シリンダーヘッドナットの仮締め(本締めのトルクは3.3kgf・m)
タペット調整
  1. 19mmのレンチをダイナモ(オルタネーター)プーリー軸のナットにかけて時計方向に回し、クランクシャフト側プーリーの合いマークがエンジン側の矢印マークに対向するまで回す。その位置が片方のピストンの上死点。(反時計回りはNo Good!)
  2. 2つのピストン/シリンダーの内、上死点になっている方のロッカーアーム(給排両方)の、タペットアジャストナットを緩める。0.15mmの隙間ゲージ(フィラーゲージ、、、本当はフィーラーゲージ)をバルブのステムエンドとロッカーアームのスリッパーの隙間に差し込み、前後させて動きがシブくなる位置にタペット調整ボルトを回す。ボルトの位置が決定したらボルトの頭をラジオペンチ等でつまむか専用のレンチで固定しながらナット締め付ける。調べてみたがトルク不明のため手の感触、つまり山カンで1kgf・m(9.8Nm)ほど。ナットを締め込むと若干隙間が変化するので、必要に応じて調整を繰り返す。
  3. 一組(給排)のタペット調整が済めば、再度クランクシャフトを時計回りに1回転させ、もう片方のピストンの上死点を出し、上記同様にタペット調整を行う。
  4. キャブレターインシュレーター、ガスケット、キャブレター本体をナット、ワッシャーで取り付け、リンケージ、エアクリーナーからのパイプ、も復旧する。
  5. タペットカバーを復旧し、13mmのナット、ワッシャー(金属と樹脂)で締め付ける。(トルク不明のため山勘で、強すぎない程度に締め付ける)
  6. タペットカバーのブリザーホース、点火プラグ、プラグコード、エアクリーナーのフタ等を復旧する。

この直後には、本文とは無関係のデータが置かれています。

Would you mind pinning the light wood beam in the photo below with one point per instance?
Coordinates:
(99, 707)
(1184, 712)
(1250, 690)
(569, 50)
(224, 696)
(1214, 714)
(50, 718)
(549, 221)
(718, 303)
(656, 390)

FIAT 500のタペット調整はこの↓動画で見れる。イギリス英語は僕でも聞き取りが大変だけど、やってることは同じなので、見るだけでも参考になると思う。

例によって、午後遅くから始めた作業は日が暮れても終わらず、しかも途中で雨が降る始末。それでもなんとか形態的には元に戻った。後は機能が回復しているか、、、

試運転

さあ、おかしな部品が残ってないか?ネジの締め忘れは無いか?(っつっても、もうタペットカバー閉じちゃってるしなあ、、、(笑)

慎重に、ていうか恐る恐るスターター・レバーを引いた。一発始動。「プシュッ」は無い。排気ガス臭くもない。「うをっ! 音が違う!! 「そうそう、前はこうだったなあ(遠い目)」。音は、異状が発現してから症状の悪化がゆっくり進んだもんだから、それに少しずつ慣れてしまい、気にならなくなっていたのだろう。暖気アイドリングの状態で、もうこれは大丈夫という自身が湧いてきた。走り出しても臭くない。わざと普段は避けている原谷へ登る峠の急坂でも、問題なし。あとはこれがいつまで持つか?というのが目下の心配。年が明けたらグッド自動車も少しは落ち着くだろう。それまで持ってくれよ、チンクちゃん!